Peranan hadits dalam hal ini sangat penting, yakni untuk menjelaskan makna dan maksud dari ayat Al-Qur'an. Namun tidak semua hadits dapat diterima sebagai hujjah. Karena itu kalangan ini berbeda pendapat dalam menilai kesahihan hadits. Dilihat dari sanadnya, hadits itu terbagi menjadi mutawatir dan ahad.

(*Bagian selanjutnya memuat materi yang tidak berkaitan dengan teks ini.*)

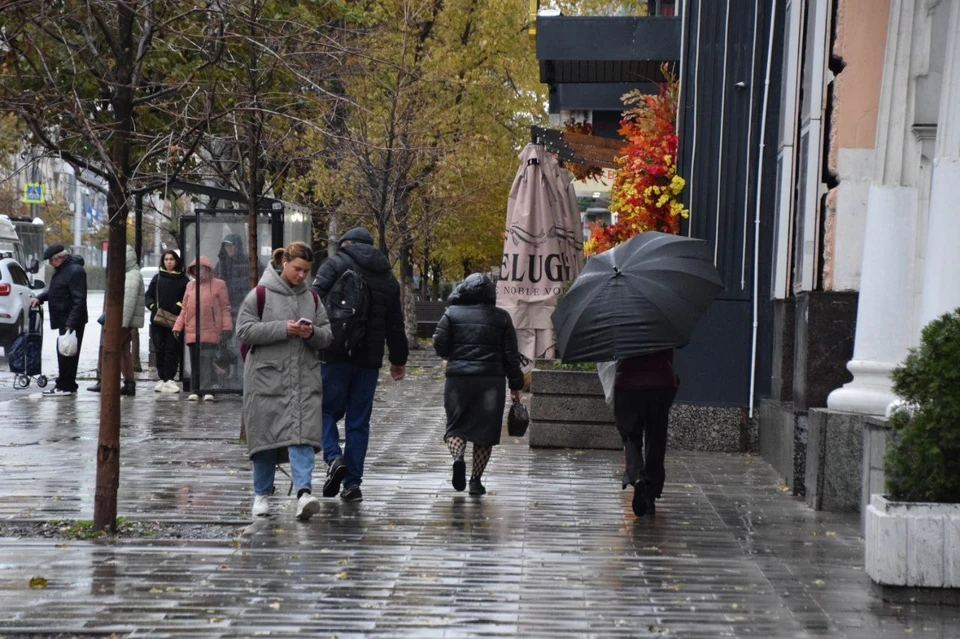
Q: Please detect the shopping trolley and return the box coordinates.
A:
[9,305,47,388]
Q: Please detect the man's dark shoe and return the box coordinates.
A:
[470,477,487,495]
[453,457,467,493]
[633,481,648,517]
[323,457,347,497]
[340,486,363,501]
[43,386,77,397]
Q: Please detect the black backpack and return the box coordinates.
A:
[323,268,370,357]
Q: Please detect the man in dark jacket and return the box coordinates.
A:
[313,227,409,501]
[30,244,87,397]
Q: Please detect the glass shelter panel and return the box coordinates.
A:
[181,212,272,395]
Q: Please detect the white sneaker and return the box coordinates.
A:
[250,495,270,517]
[297,493,320,521]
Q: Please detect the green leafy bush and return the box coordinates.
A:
[884,309,960,503]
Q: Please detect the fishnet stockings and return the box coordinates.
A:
[447,437,493,479]
[473,444,493,479]
[447,437,467,459]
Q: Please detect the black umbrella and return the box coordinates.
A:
[552,231,723,363]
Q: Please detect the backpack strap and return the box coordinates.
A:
[257,284,266,319]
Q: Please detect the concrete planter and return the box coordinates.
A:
[865,495,960,604]
[528,368,623,450]
[528,360,756,452]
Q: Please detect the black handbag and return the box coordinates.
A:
[507,399,530,437]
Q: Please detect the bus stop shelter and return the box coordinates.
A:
[170,182,312,395]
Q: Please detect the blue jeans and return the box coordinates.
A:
[321,363,380,488]
[253,445,315,495]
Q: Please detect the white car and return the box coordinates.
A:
[0,254,44,352]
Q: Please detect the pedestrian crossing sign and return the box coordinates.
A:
[23,182,43,204]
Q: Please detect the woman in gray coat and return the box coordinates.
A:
[237,242,333,519]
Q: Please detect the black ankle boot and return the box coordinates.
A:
[470,477,487,495]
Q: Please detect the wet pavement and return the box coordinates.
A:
[0,353,960,638]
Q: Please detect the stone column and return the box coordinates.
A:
[919,2,960,327]
[827,0,922,415]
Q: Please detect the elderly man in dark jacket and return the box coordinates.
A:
[30,244,87,397]
[313,227,409,501]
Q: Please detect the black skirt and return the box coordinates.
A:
[443,375,507,446]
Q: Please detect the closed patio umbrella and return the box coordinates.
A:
[552,231,723,363]
[497,144,583,368]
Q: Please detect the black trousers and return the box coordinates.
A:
[613,388,677,498]
[188,343,220,392]
[150,324,183,381]
[56,326,84,391]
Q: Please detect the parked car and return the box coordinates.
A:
[0,253,44,352]
[140,266,160,291]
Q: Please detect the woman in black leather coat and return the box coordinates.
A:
[433,273,523,495]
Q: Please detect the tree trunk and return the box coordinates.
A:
[420,260,430,300]
[93,2,136,532]
[431,262,443,302]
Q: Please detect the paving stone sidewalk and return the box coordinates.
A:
[0,354,960,638]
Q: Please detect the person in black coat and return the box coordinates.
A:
[145,251,190,393]
[433,273,523,495]
[613,349,680,517]
[213,233,263,324]
[313,227,409,501]
[30,244,88,397]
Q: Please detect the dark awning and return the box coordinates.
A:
[537,16,681,84]
[550,82,658,113]
[530,126,626,169]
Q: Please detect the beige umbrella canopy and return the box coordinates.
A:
[497,144,583,362]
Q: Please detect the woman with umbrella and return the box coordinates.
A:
[552,231,723,517]
[433,273,523,495]
[613,349,679,517]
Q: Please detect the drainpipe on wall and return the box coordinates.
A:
[747,2,777,419]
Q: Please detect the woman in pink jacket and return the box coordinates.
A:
[173,255,233,402]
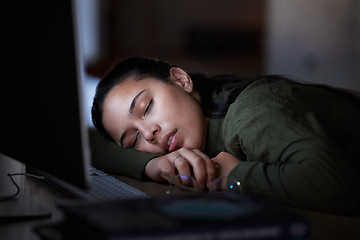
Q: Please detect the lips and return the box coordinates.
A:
[161,131,177,152]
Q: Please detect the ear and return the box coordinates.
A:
[170,67,193,93]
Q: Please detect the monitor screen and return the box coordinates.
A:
[0,0,90,187]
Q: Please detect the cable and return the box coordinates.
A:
[0,173,45,201]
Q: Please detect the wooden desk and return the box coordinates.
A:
[0,155,360,240]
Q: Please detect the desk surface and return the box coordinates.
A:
[0,154,360,240]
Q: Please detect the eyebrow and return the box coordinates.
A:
[120,89,145,147]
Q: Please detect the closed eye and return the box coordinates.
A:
[131,132,140,148]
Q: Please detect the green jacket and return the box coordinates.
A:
[92,78,360,213]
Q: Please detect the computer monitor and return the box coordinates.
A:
[0,0,90,188]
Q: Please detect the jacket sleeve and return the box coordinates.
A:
[224,79,360,213]
[89,129,159,180]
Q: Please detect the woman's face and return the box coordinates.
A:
[102,68,208,154]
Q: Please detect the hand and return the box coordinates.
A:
[145,148,215,188]
[212,152,241,180]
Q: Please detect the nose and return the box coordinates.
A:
[141,124,160,143]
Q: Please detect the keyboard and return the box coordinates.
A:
[29,167,150,200]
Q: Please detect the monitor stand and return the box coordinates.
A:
[0,154,51,222]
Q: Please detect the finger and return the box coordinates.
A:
[182,150,211,188]
[193,149,218,188]
[172,155,191,186]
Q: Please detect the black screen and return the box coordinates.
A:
[0,0,87,187]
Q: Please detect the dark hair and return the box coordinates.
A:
[91,57,252,141]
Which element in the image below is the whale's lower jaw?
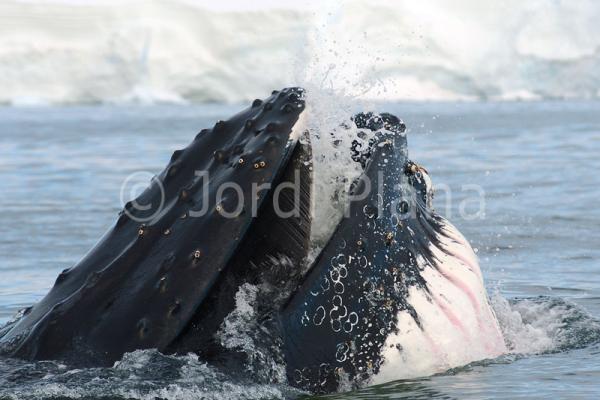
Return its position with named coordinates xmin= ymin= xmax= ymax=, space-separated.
xmin=0 ymin=88 xmax=506 ymax=392
xmin=376 ymin=218 xmax=507 ymax=384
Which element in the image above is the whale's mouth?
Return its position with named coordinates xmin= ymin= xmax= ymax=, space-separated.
xmin=0 ymin=88 xmax=502 ymax=391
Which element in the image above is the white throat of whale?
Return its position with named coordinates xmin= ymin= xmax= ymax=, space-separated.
xmin=284 ymin=102 xmax=507 ymax=391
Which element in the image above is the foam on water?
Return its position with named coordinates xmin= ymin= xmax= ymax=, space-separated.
xmin=0 ymin=292 xmax=600 ymax=400
xmin=0 ymin=0 xmax=600 ymax=105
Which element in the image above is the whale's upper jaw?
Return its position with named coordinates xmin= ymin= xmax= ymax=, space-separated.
xmin=280 ymin=114 xmax=425 ymax=392
xmin=0 ymin=88 xmax=304 ymax=365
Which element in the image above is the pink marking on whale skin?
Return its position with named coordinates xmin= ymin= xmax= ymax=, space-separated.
xmin=437 ymin=265 xmax=481 ymax=315
xmin=438 ymin=266 xmax=506 ymax=355
xmin=433 ymin=294 xmax=471 ymax=339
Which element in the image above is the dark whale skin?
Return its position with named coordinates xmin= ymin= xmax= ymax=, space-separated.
xmin=0 ymin=88 xmax=304 ymax=366
xmin=279 ymin=114 xmax=437 ymax=393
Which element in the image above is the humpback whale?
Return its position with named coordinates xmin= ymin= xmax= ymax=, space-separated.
xmin=0 ymin=88 xmax=506 ymax=393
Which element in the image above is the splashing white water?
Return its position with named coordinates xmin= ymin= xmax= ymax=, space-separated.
xmin=492 ymin=293 xmax=600 ymax=354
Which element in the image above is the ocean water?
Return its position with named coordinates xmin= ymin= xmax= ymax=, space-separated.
xmin=0 ymin=101 xmax=600 ymax=399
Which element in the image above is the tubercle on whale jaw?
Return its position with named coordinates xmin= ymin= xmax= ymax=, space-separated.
xmin=0 ymin=88 xmax=304 ymax=365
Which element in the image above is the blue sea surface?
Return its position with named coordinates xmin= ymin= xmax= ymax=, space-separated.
xmin=0 ymin=101 xmax=600 ymax=399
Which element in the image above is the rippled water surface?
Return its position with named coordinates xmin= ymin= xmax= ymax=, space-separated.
xmin=0 ymin=102 xmax=600 ymax=399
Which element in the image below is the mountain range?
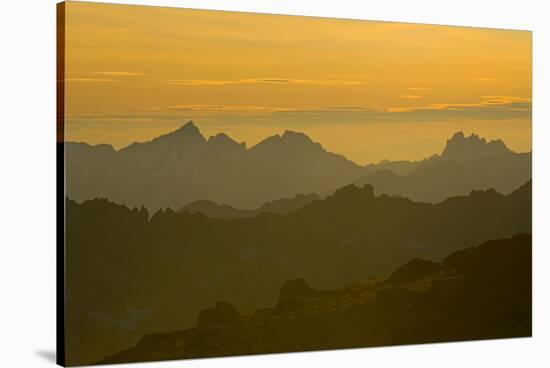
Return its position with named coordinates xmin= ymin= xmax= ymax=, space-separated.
xmin=99 ymin=234 xmax=532 ymax=364
xmin=65 ymin=122 xmax=531 ymax=213
xmin=65 ymin=122 xmax=364 ymax=211
xmin=355 ymin=132 xmax=532 ymax=203
xmin=66 ymin=179 xmax=532 ymax=365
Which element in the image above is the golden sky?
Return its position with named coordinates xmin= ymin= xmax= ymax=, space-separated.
xmin=65 ymin=2 xmax=531 ymax=164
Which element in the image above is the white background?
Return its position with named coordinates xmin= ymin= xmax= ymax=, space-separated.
xmin=0 ymin=0 xmax=550 ymax=368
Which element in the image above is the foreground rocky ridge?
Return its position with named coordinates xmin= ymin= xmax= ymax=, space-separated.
xmin=99 ymin=234 xmax=532 ymax=363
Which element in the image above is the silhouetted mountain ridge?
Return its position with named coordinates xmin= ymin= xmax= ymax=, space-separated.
xmin=100 ymin=234 xmax=532 ymax=363
xmin=66 ymin=182 xmax=532 ymax=364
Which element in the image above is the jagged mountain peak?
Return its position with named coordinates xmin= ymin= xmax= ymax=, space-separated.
xmin=208 ymin=133 xmax=246 ymax=148
xmin=281 ymin=130 xmax=313 ymax=143
xmin=171 ymin=120 xmax=204 ymax=139
xmin=441 ymin=131 xmax=512 ymax=162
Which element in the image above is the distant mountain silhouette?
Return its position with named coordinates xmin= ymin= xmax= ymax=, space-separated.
xmin=355 ymin=132 xmax=532 ymax=203
xmin=66 ymin=122 xmax=365 ymax=211
xmin=99 ymin=234 xmax=532 ymax=363
xmin=178 ymin=193 xmax=320 ymax=220
xmin=66 ymin=127 xmax=531 ymax=213
xmin=66 ymin=180 xmax=532 ymax=365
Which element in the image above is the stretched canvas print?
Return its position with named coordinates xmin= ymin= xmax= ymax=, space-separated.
xmin=57 ymin=2 xmax=532 ymax=366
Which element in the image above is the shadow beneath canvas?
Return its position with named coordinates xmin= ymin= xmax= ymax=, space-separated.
xmin=34 ymin=350 xmax=55 ymax=364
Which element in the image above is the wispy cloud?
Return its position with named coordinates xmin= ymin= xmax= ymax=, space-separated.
xmin=70 ymin=96 xmax=531 ymax=125
xmin=407 ymin=87 xmax=431 ymax=91
xmin=164 ymin=78 xmax=365 ymax=86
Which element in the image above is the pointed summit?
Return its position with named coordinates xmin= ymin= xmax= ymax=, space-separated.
xmin=281 ymin=130 xmax=313 ymax=143
xmin=208 ymin=133 xmax=246 ymax=150
xmin=441 ymin=132 xmax=512 ymax=162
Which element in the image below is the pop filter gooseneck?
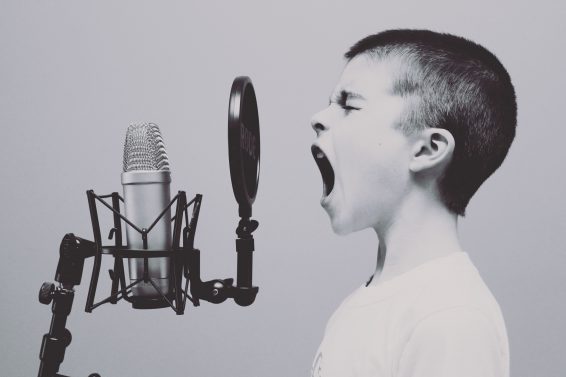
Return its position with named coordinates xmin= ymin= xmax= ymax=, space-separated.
xmin=228 ymin=76 xmax=260 ymax=306
xmin=228 ymin=76 xmax=260 ymax=218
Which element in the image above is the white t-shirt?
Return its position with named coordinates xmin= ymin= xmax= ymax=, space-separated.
xmin=311 ymin=252 xmax=509 ymax=377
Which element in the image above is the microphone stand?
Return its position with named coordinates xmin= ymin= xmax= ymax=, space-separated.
xmin=38 ymin=190 xmax=259 ymax=377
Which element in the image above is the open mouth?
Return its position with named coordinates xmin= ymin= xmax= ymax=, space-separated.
xmin=311 ymin=145 xmax=334 ymax=196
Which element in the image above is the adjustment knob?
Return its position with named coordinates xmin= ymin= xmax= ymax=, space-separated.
xmin=39 ymin=282 xmax=55 ymax=305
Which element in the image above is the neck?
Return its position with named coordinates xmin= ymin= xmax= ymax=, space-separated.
xmin=371 ymin=194 xmax=461 ymax=284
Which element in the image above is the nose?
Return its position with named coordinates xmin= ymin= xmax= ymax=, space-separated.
xmin=311 ymin=110 xmax=328 ymax=135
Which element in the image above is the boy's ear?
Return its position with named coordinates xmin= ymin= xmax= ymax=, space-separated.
xmin=409 ymin=128 xmax=455 ymax=173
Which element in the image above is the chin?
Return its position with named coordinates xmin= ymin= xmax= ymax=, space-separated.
xmin=330 ymin=215 xmax=368 ymax=236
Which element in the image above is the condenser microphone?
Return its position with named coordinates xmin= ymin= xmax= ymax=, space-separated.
xmin=122 ymin=123 xmax=171 ymax=308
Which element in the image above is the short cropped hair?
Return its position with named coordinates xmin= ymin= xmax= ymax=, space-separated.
xmin=345 ymin=30 xmax=517 ymax=216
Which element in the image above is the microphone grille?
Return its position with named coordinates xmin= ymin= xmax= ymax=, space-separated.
xmin=124 ymin=123 xmax=169 ymax=172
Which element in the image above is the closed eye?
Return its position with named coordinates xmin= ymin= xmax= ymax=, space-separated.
xmin=340 ymin=105 xmax=359 ymax=113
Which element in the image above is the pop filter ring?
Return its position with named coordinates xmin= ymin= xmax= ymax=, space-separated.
xmin=228 ymin=76 xmax=260 ymax=218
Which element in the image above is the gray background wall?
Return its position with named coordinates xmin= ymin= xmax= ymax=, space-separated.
xmin=0 ymin=0 xmax=566 ymax=377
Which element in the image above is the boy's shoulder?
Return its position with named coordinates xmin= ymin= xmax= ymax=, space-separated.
xmin=395 ymin=252 xmax=501 ymax=321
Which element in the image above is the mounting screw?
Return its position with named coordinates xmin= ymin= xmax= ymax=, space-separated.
xmin=39 ymin=282 xmax=55 ymax=305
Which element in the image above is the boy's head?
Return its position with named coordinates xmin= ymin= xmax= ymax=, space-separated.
xmin=312 ymin=30 xmax=517 ymax=232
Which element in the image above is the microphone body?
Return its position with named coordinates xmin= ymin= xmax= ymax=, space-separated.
xmin=122 ymin=170 xmax=171 ymax=298
xmin=122 ymin=123 xmax=171 ymax=300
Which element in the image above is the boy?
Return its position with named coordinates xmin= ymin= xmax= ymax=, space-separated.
xmin=312 ymin=30 xmax=516 ymax=377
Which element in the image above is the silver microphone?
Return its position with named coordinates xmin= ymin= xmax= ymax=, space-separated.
xmin=122 ymin=123 xmax=171 ymax=301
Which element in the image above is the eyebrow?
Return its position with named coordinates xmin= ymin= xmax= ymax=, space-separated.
xmin=328 ymin=89 xmax=365 ymax=104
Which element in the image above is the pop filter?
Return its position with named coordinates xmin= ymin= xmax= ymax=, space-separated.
xmin=228 ymin=76 xmax=260 ymax=218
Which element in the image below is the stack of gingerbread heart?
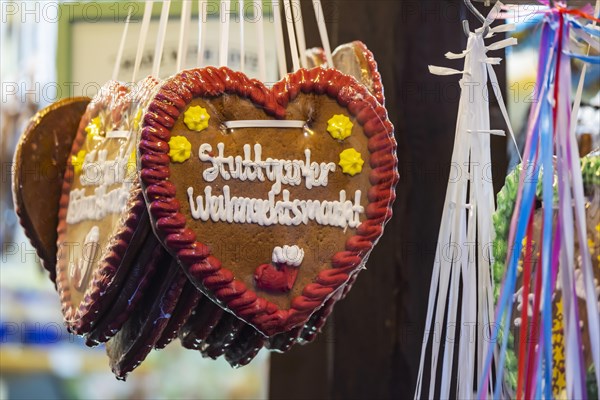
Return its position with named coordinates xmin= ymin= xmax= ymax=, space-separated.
xmin=14 ymin=42 xmax=398 ymax=379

Hadits atau sunnah terbagi menjadi tiga:
a.Sunnah Qauliyah
Sunnah Qauliyah yaitu perkataan Nabi SAW, yang menerangkan hukum-hukum agama dan maksud isi Al-Qur'an serta berisi peradaban, hikmah, ilmu pengetahuan dan juga menganjurkan akhlak yang mulia.
b. Sunnah Fi'liyah.
Sunnah Fi'liyah yaitu perbuatan Nabi SAW yang menerangkan cara melaksanakan ibadah, misalnya cara berwudlu, shalat dan sebagainya.
c. Sunnah Taqririyah.
Sunnah Taqririyah yaitu bila Nabi SAW mendengar sahabat mengatakan sesuatu perkataan atau melihat mereka memperbuat sesuatu perbuatan, lalu ditetapkan dan dibiarkan oleh Nabi SAW dan tiada ditegurnya atau dilarangnya, maka yang demikian dinamai sunnah ketetapan Nabi (taqrir).
3. Ijma'
Ijma' menurut bahasa, artinya sepakat, setuju atau sependapat, sedang menurut istilah ialah kebulatan pendapat semua ahli ijtihad sesudah wafatnya nabi Muhammad SAW pada suatu masa, tentang suatu perkara (hukum). Ijma' itu menjadi hujjah (pegangan) dengan sendirinya di tempat yang tidak didapati dalil (nash), yakni Al-Qur'an dan Hadits, dan tidak menjadi ijma' kecuali telah disepakati oleh seluruh Ulama Islam, dan selama tidak menyalahi nash yang qath'i (Al-Qur'an dan Hadits).
Kebanyakan ulama berpendapat, bahwa nilai kehujjahan ijma' ialah dzanni, bukan qath'i. Oleh karena nilai ijma' itu dzanni, maka ijma' itu dapat dijadikan hujjah (pegangan) dalam urusan amal, bukan dalam urusan itiqad, sebab urusan itiqad itu mesti dengan dalil yang qath'i. Ijma' tidak dipandang sah kecuali mempunyai sandaran yang kuat, sebab ijma' itu bukan dalil yang berdiri sendiri.